Untuk anak-anak yang lebih muda: ajarkan mereka membaca, lakukan aktivitas membaca bersama mereka, bacakan mereka cerita, batasi waktu menggunakan gadget, dan dorong mereka untuk beraktivitas ke luar (sosial) dan bergerak (fisik). Fokus pada keterampilan sosial dan kesiapan sekolah.

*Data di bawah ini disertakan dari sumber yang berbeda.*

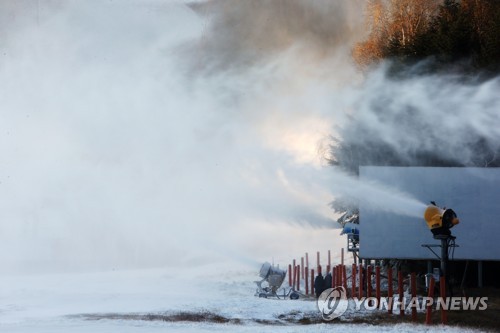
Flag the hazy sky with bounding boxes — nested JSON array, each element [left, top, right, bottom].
[[0, 0, 500, 271]]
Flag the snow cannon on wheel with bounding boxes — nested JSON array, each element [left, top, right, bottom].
[[255, 262, 299, 299], [424, 202, 460, 239]]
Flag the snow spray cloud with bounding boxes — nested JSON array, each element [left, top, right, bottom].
[[0, 0, 498, 271], [0, 0, 366, 271]]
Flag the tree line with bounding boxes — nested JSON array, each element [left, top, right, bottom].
[[353, 0, 500, 73]]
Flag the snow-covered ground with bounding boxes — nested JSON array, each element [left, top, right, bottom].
[[0, 265, 484, 333]]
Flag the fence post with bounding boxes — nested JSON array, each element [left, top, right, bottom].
[[316, 251, 319, 274], [387, 267, 394, 314], [439, 276, 448, 325], [375, 265, 380, 308], [295, 265, 300, 291], [304, 267, 309, 295], [351, 264, 356, 298], [398, 270, 405, 316], [300, 257, 306, 279], [366, 265, 372, 298], [358, 264, 363, 299], [410, 272, 417, 321], [342, 265, 347, 293], [311, 269, 314, 296], [425, 276, 436, 325]]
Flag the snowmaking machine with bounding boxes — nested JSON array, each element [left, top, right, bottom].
[[422, 201, 460, 279], [424, 201, 460, 239], [255, 262, 299, 299]]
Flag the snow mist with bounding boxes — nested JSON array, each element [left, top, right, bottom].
[[0, 0, 500, 271]]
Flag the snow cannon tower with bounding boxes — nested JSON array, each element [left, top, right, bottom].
[[424, 204, 460, 239], [423, 201, 460, 278], [255, 262, 298, 298]]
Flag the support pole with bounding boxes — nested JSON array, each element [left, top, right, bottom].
[[300, 257, 306, 279], [337, 265, 342, 287], [439, 276, 448, 325], [477, 261, 483, 288], [311, 269, 314, 296], [441, 239, 448, 277], [398, 270, 405, 316], [358, 264, 363, 299], [332, 266, 338, 288], [375, 265, 380, 307], [351, 264, 356, 298], [425, 276, 435, 325], [387, 267, 394, 314], [342, 265, 347, 293], [304, 267, 309, 296], [316, 251, 319, 274], [410, 273, 417, 322], [366, 265, 372, 298], [295, 265, 300, 291]]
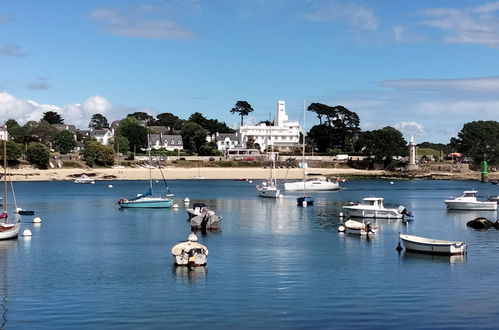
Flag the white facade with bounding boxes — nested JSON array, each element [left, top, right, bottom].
[[0, 129, 9, 141], [239, 101, 302, 151]]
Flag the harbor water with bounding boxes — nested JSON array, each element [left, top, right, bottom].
[[0, 180, 499, 329]]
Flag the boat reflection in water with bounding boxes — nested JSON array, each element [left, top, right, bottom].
[[0, 240, 18, 329], [172, 265, 208, 283], [402, 250, 466, 264]]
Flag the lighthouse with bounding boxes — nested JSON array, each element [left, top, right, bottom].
[[407, 135, 419, 171]]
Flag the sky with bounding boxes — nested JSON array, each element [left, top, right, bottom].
[[0, 0, 499, 143]]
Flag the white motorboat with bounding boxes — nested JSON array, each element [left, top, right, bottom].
[[444, 190, 497, 211], [343, 197, 411, 219], [190, 211, 223, 231], [400, 234, 466, 254], [0, 126, 21, 240], [172, 233, 208, 266], [345, 220, 376, 236], [284, 174, 340, 191], [75, 174, 95, 184], [256, 180, 281, 198]]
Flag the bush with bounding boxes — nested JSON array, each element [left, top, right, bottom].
[[26, 142, 50, 169]]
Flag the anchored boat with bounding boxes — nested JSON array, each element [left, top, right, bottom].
[[400, 234, 466, 254]]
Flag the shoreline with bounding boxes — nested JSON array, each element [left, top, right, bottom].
[[3, 167, 486, 182]]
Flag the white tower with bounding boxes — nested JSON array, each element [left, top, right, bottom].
[[407, 135, 418, 171], [274, 101, 288, 126]]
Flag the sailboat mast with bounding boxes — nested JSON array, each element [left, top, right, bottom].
[[3, 125, 7, 212], [147, 132, 152, 194], [302, 100, 307, 196]]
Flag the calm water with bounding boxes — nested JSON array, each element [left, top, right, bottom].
[[0, 180, 499, 329]]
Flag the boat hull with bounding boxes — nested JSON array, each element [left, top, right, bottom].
[[444, 200, 497, 211], [343, 206, 404, 219], [119, 198, 173, 209], [345, 220, 376, 236], [257, 188, 281, 198], [284, 181, 340, 191], [0, 222, 21, 240], [400, 234, 467, 255], [172, 241, 208, 266], [296, 197, 314, 206]]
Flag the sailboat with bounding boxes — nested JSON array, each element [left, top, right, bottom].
[[0, 126, 21, 239], [115, 135, 173, 208], [193, 161, 206, 180], [256, 126, 281, 198], [296, 101, 314, 206]]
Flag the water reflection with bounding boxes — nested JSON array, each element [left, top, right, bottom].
[[0, 239, 17, 329], [172, 265, 208, 283], [402, 250, 466, 264]]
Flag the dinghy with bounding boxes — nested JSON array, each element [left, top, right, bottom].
[[172, 233, 208, 266], [400, 234, 466, 255]]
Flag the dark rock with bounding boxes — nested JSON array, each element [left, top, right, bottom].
[[466, 218, 499, 229]]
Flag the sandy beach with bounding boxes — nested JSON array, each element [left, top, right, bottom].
[[6, 167, 386, 181]]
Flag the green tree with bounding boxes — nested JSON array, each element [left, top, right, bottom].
[[451, 120, 499, 164], [155, 112, 184, 132], [88, 113, 109, 129], [356, 126, 408, 166], [246, 135, 255, 149], [53, 131, 76, 154], [82, 141, 115, 166], [112, 134, 130, 154], [199, 142, 221, 156], [27, 120, 58, 146], [26, 142, 50, 169], [116, 116, 147, 152], [187, 112, 208, 129], [0, 140, 23, 164], [308, 103, 360, 152], [230, 101, 253, 126], [180, 122, 206, 152], [42, 111, 64, 125], [127, 111, 155, 125]]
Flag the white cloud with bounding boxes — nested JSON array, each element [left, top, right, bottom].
[[420, 2, 499, 48], [91, 6, 193, 39], [393, 121, 425, 136], [82, 95, 113, 115], [0, 92, 116, 128], [378, 77, 499, 97], [304, 1, 379, 31]]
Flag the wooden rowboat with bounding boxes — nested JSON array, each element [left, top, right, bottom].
[[399, 234, 466, 255]]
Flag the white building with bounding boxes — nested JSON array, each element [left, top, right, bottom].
[[239, 101, 302, 151], [0, 129, 9, 141], [149, 134, 184, 151]]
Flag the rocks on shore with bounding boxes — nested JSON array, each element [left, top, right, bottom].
[[466, 217, 499, 229]]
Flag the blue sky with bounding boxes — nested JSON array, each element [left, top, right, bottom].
[[0, 0, 499, 143]]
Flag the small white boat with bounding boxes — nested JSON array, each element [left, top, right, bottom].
[[172, 233, 208, 266], [444, 190, 497, 211], [0, 212, 21, 240], [75, 174, 95, 184], [256, 180, 281, 198], [284, 175, 340, 191], [400, 234, 466, 254], [190, 211, 223, 231], [343, 197, 411, 219], [345, 220, 376, 236]]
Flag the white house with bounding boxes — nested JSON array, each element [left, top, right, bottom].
[[213, 132, 241, 154], [149, 134, 184, 151], [238, 101, 302, 151], [89, 128, 114, 145], [0, 129, 9, 141]]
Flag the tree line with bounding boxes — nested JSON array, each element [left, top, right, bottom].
[[0, 101, 499, 168]]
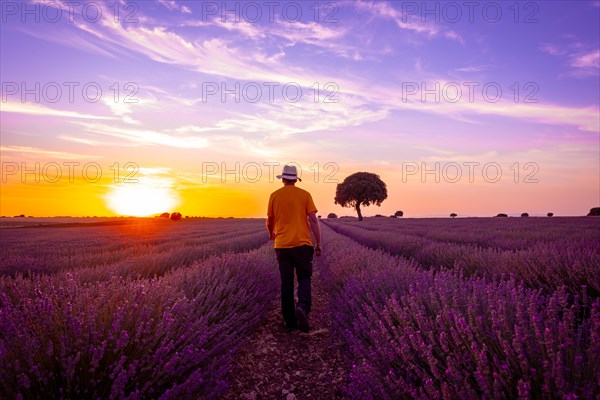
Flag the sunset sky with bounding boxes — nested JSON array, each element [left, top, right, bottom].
[[0, 0, 600, 217]]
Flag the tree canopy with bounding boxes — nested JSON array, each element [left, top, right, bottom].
[[335, 172, 387, 221]]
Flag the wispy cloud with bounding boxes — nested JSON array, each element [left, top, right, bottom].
[[0, 146, 100, 160], [158, 0, 192, 14], [540, 37, 600, 78], [353, 0, 464, 43], [1, 101, 115, 120], [73, 122, 209, 149]]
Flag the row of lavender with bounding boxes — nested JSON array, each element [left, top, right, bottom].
[[0, 220, 268, 281], [320, 228, 600, 399], [0, 245, 277, 399], [328, 218, 600, 297], [338, 217, 600, 250]]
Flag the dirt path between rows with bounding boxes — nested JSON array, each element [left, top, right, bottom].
[[223, 257, 347, 400]]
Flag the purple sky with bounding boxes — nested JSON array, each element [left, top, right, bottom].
[[0, 0, 600, 216]]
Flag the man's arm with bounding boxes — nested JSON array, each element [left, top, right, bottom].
[[308, 211, 321, 256], [267, 216, 275, 240]]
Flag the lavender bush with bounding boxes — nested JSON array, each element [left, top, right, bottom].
[[327, 218, 600, 297], [0, 246, 277, 399], [320, 230, 600, 399]]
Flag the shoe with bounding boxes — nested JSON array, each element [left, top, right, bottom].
[[296, 307, 310, 333], [283, 322, 298, 332]]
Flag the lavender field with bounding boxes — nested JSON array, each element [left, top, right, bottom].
[[0, 218, 600, 399]]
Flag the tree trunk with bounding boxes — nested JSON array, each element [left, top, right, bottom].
[[356, 203, 362, 221]]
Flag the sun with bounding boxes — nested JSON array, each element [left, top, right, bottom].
[[105, 182, 179, 217]]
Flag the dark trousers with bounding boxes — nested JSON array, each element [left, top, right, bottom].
[[275, 245, 314, 327]]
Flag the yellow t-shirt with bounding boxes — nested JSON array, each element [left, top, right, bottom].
[[267, 185, 317, 249]]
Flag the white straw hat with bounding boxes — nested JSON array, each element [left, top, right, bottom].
[[277, 165, 302, 182]]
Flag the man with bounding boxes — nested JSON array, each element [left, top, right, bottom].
[[267, 165, 321, 332]]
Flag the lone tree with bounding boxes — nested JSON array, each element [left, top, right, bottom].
[[588, 207, 600, 217], [335, 172, 387, 221]]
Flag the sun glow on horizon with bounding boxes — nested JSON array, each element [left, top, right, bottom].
[[105, 180, 180, 217]]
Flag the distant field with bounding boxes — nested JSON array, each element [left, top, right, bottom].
[[0, 217, 600, 399]]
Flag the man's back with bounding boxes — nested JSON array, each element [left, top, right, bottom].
[[267, 185, 317, 248]]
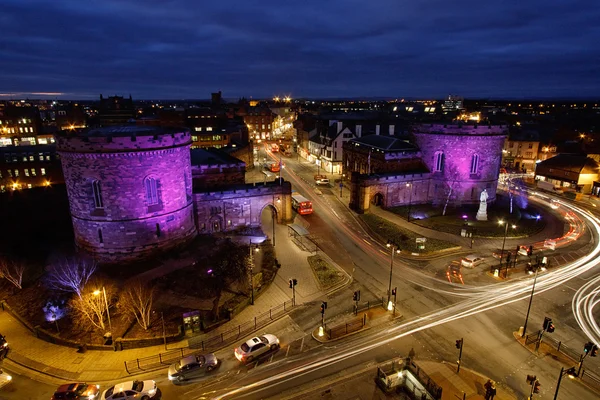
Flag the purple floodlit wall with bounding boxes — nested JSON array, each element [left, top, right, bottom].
[[57, 127, 196, 259], [194, 181, 293, 234], [413, 124, 508, 204]]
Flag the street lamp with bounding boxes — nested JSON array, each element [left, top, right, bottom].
[[249, 242, 260, 305], [93, 286, 112, 342], [386, 240, 400, 310], [498, 220, 517, 277], [406, 181, 412, 222], [554, 367, 577, 400]]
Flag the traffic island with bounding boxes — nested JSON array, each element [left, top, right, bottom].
[[312, 307, 402, 343]]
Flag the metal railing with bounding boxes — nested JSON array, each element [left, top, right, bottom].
[[125, 300, 293, 374]]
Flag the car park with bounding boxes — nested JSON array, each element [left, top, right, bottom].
[[168, 353, 219, 382], [234, 334, 279, 363], [101, 380, 162, 400], [51, 382, 100, 400], [460, 254, 485, 268]]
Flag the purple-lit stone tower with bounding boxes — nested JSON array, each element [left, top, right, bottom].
[[413, 124, 508, 204], [57, 126, 196, 260]]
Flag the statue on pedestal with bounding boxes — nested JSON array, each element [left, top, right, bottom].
[[475, 189, 488, 221]]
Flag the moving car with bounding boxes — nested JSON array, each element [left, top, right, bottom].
[[168, 353, 219, 382], [101, 380, 162, 400], [460, 254, 485, 268], [235, 334, 279, 362], [51, 382, 100, 400], [0, 369, 12, 388]]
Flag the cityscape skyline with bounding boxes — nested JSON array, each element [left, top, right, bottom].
[[0, 0, 600, 100]]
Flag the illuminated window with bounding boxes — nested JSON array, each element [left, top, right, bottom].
[[144, 177, 158, 206], [433, 151, 445, 172], [471, 154, 479, 174], [92, 179, 104, 208]]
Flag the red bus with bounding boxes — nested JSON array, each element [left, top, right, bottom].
[[292, 193, 312, 215]]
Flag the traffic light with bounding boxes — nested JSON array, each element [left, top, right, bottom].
[[321, 301, 327, 314], [543, 317, 552, 331], [526, 375, 537, 385]]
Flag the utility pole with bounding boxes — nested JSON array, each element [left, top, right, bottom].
[[456, 338, 465, 374]]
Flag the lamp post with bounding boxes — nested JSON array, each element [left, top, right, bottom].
[[386, 240, 400, 310], [554, 367, 577, 400], [94, 286, 112, 341], [406, 181, 412, 222], [521, 266, 540, 337], [498, 220, 517, 277], [249, 242, 260, 305]]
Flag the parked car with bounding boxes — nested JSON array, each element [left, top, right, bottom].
[[234, 334, 279, 362], [460, 254, 485, 268], [0, 369, 12, 388], [168, 353, 219, 382], [102, 380, 162, 400], [51, 382, 100, 400]]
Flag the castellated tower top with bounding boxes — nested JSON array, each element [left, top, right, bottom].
[[56, 125, 192, 153], [414, 122, 508, 136]]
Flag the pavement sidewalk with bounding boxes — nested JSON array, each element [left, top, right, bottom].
[[0, 211, 340, 384]]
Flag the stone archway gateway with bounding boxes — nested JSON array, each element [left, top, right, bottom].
[[372, 193, 385, 207]]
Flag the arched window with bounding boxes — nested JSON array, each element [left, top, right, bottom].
[[471, 154, 479, 175], [92, 179, 104, 208], [433, 151, 444, 172], [144, 177, 158, 206]]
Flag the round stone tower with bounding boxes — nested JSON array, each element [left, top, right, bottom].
[[413, 124, 508, 204], [57, 126, 196, 260]]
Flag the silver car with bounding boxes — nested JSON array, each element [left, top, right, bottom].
[[235, 334, 279, 363], [169, 353, 219, 382]]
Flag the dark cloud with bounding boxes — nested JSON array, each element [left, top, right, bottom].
[[0, 0, 600, 98]]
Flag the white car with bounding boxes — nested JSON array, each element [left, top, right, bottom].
[[0, 369, 12, 388], [101, 380, 162, 400], [234, 334, 279, 363], [460, 254, 485, 268]]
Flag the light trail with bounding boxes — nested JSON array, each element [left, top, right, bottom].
[[214, 198, 600, 399]]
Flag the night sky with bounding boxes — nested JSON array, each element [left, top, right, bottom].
[[0, 0, 600, 99]]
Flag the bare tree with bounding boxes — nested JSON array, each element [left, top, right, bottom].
[[119, 281, 156, 330], [0, 259, 25, 289], [47, 257, 97, 298], [69, 281, 115, 333]]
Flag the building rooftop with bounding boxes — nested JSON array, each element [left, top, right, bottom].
[[350, 135, 419, 151], [538, 154, 600, 174], [62, 125, 187, 137], [190, 148, 244, 167]]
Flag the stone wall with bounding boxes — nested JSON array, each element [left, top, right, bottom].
[[194, 181, 293, 234], [58, 133, 196, 259], [413, 125, 507, 204]]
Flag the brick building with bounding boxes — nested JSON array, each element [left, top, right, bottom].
[[0, 145, 64, 192], [344, 124, 507, 212]]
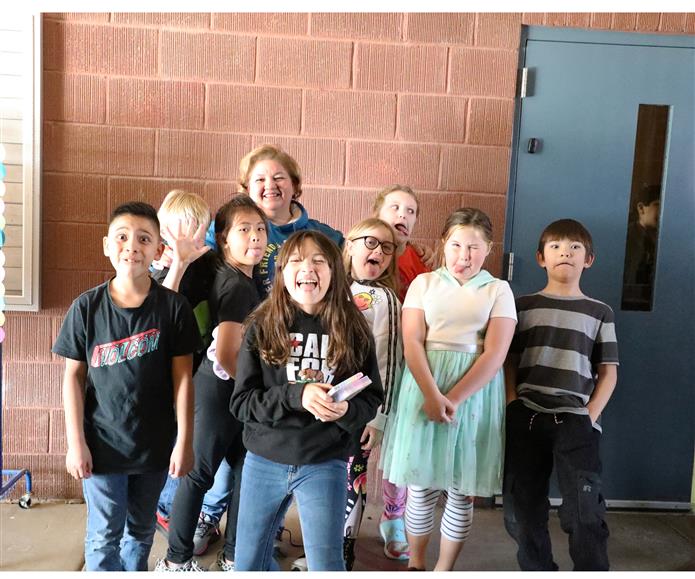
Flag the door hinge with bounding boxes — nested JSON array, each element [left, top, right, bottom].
[[506, 251, 514, 281], [518, 67, 528, 99]]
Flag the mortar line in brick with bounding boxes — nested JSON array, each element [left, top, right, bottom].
[[348, 41, 357, 89], [463, 98, 473, 145], [340, 140, 350, 186], [253, 35, 259, 85], [393, 93, 401, 140], [437, 146, 444, 191], [444, 46, 451, 94]]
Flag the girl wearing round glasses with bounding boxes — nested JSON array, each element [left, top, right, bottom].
[[343, 217, 403, 571]]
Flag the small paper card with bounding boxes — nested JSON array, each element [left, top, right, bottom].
[[327, 372, 372, 402]]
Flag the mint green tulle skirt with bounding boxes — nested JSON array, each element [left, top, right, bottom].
[[381, 350, 505, 497]]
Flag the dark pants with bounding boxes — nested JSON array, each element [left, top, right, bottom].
[[504, 400, 608, 571], [167, 368, 246, 563]]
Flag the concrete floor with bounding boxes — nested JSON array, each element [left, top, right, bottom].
[[0, 502, 695, 571]]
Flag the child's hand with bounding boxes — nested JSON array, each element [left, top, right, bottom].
[[360, 425, 384, 450], [65, 444, 92, 480], [152, 245, 174, 270], [410, 241, 435, 269], [302, 382, 348, 422], [160, 219, 210, 265], [169, 440, 193, 478], [422, 392, 456, 423]]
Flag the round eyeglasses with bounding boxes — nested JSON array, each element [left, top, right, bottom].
[[352, 235, 396, 255]]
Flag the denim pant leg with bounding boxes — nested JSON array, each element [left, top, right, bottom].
[[201, 459, 235, 523], [553, 413, 609, 571], [82, 474, 128, 571], [157, 474, 181, 519], [234, 452, 294, 571], [503, 400, 557, 571], [290, 459, 347, 571], [121, 471, 166, 571], [82, 471, 166, 571]]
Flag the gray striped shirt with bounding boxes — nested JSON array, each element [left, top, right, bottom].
[[510, 292, 618, 414]]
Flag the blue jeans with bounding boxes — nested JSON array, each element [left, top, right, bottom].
[[82, 471, 166, 571], [235, 452, 347, 571], [157, 460, 234, 523]]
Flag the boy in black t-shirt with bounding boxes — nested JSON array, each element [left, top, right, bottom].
[[53, 202, 200, 571]]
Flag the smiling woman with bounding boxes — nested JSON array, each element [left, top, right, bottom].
[[205, 145, 343, 293]]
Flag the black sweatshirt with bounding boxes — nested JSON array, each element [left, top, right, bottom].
[[230, 311, 383, 465]]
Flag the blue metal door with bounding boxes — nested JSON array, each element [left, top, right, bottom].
[[505, 27, 695, 507]]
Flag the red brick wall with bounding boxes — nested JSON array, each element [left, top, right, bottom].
[[3, 13, 695, 498]]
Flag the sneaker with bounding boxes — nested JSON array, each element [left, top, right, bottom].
[[157, 511, 169, 539], [273, 539, 287, 559], [379, 517, 410, 561], [154, 559, 205, 573], [273, 527, 292, 559], [193, 513, 221, 555], [210, 551, 234, 571], [343, 537, 356, 571], [290, 553, 309, 571]]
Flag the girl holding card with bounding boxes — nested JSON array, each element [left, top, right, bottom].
[[230, 230, 383, 571]]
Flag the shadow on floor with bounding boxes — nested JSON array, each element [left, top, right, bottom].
[[0, 502, 695, 571]]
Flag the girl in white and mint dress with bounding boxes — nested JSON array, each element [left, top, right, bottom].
[[382, 208, 516, 571]]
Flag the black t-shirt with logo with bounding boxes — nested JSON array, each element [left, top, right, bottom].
[[52, 280, 201, 474]]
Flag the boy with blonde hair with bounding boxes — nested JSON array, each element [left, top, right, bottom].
[[152, 189, 234, 555]]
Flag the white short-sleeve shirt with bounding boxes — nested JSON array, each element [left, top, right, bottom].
[[403, 267, 517, 350]]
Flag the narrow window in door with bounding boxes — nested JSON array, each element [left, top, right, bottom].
[[621, 105, 670, 311]]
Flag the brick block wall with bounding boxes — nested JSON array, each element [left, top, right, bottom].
[[2, 13, 695, 498]]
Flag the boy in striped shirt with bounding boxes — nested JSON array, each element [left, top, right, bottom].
[[504, 219, 618, 571]]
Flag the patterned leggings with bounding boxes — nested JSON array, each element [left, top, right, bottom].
[[343, 450, 370, 539], [405, 485, 473, 543]]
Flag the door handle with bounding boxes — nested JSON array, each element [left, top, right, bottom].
[[526, 137, 543, 155]]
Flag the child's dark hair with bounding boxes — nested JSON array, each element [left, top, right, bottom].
[[246, 230, 371, 372], [215, 193, 268, 255], [109, 201, 159, 234], [538, 219, 594, 258]]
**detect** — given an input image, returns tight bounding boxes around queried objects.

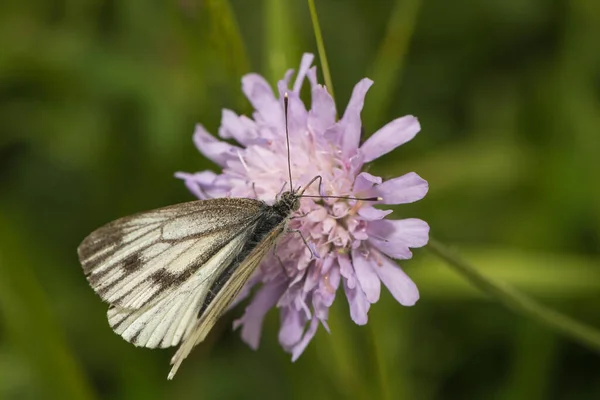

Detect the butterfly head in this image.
[274,191,300,214]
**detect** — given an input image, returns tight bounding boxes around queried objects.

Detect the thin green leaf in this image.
[0,216,95,400]
[308,0,335,104]
[205,0,250,108]
[363,0,421,126]
[427,239,600,352]
[263,0,296,82]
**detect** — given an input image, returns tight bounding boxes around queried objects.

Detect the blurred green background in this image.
[0,0,600,400]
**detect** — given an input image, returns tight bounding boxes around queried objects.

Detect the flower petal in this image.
[344,279,371,325]
[307,85,337,136]
[292,317,319,362]
[371,250,419,306]
[340,78,373,158]
[352,249,381,304]
[194,124,240,167]
[360,115,421,162]
[338,255,356,289]
[358,206,393,221]
[175,171,230,200]
[279,307,307,349]
[375,172,429,204]
[352,172,383,195]
[367,218,429,260]
[233,281,286,350]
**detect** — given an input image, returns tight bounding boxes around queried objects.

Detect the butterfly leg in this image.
[299,175,324,196]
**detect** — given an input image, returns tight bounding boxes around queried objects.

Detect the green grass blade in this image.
[427,239,600,352]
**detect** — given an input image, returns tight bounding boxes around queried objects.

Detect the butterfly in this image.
[78,94,380,379]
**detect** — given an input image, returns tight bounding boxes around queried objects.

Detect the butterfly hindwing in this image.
[108,229,251,348]
[168,218,288,379]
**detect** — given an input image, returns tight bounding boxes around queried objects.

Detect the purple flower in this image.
[176,54,429,360]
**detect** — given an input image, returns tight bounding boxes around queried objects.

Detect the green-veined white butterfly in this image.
[78,94,380,379]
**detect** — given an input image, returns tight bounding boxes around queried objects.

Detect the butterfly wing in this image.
[78,198,264,347]
[168,218,288,379]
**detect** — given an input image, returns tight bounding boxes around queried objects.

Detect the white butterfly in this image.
[77,95,381,379]
[78,191,301,379]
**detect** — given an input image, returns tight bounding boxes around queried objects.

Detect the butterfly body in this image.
[78,191,300,378]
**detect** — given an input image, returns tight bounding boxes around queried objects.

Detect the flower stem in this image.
[308,0,335,100]
[427,239,600,352]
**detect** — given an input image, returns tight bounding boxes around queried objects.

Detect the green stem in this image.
[427,239,600,352]
[308,0,335,100]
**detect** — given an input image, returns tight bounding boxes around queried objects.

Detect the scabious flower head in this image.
[176,54,429,360]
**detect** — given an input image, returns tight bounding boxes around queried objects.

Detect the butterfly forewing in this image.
[78,198,265,347]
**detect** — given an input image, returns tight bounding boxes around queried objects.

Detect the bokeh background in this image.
[0,0,600,400]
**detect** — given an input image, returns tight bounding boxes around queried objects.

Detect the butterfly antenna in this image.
[283,92,294,192]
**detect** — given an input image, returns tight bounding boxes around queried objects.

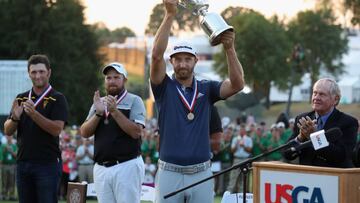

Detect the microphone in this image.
[290,127,342,152]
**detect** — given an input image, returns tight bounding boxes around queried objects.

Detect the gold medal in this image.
[187,112,195,121]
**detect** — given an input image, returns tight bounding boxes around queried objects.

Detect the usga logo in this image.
[265,183,324,203]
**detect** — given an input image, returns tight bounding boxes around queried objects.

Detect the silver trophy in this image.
[179,0,234,46]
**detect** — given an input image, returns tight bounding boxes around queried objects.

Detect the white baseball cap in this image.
[102,62,127,79]
[170,41,196,58]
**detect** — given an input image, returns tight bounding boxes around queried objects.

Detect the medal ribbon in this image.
[105,90,127,119]
[176,79,198,112]
[28,85,52,108]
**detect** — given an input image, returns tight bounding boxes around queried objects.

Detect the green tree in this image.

Untuk anak-anak usia menengah: lakukan perjalanan bersama mereka sebisa mungkin. Minta mereka menulis tentang apa yang mereka lihat dan pelajari, serta minta mereka untuk membangun solusi atas masalah yang menarik perhatian mereka. Cara ini untuk mulai melatih dan mengasah design skills, yaitu bagaimana mereka menerapkan pendekatan dalam melakukan problem solving.
Untuk remaja: bantu mereka membuat koneksi ke masyarakat/komunitas, mengunjungi para pemilik usaha, dan dapatkan pekerjaan ataupun rancang sendiri bisnis pribadi. Bantu mereka membangun portofolio pribadi yang menampilkan keterampilan kewirausahaan (inisiatif, value integritas) yang baik.
Fase Kecakapan Hasil Belajar
1 Kecakapan digital
Kelas 3 SD harus bisa mengetik 80 kata permenit.
Anak SD kelas 1–3 tidak bisa dilatih logika dan analisa, tetapi mereka pada puncaknya dalam perkembangan motorik. Ini alasan utama musisi dan atlit terbaik selalu dilatih pada usia ini. Maka kemampuan mengetik bisa mereka kuasai dengan mudah.
Mengetik ini dasar banget, tapi banyak mahasiswa yang kurang cakap. Akibatnya males nulis, ngetik makalah mengandalkan kopi-paste, ngetik skripsi lambat, idenya keburu ilang dari otak.
Jangan takut duluan dengan istilah algoritma, itu cuma biar kelihatan abad ke-21 saja, sederhananya ialah langkah-langkah untuk mencapai sesuatu.
Anak kelas 6 SD harus sudah paham bahwa nasi goreng yang dia makan itu melalui proses pertanian. Mereka harus bisa menjelaskan hingga tuntas apa saja yang dilakukan petani untuk memproduksi beras. Kemudian juga menjelaskan bagaimana beras diproses hingga menjadi nasi goreng berwarna merah kecokelatan dengan aroma telur goreng.
Jadi ketika diminta menjelaskan tentang bangku, maka yang dipikirkan pertama haruslah tentang menebang pohon.
Inilah algoritma. Langkah-langkah praktis yang harus ditempuh untuk memproduksi sesuatu atau menyelesaikan tugas tertentu. Relevansinya dengan dunia IT dan Digital jangan diragukan lagi.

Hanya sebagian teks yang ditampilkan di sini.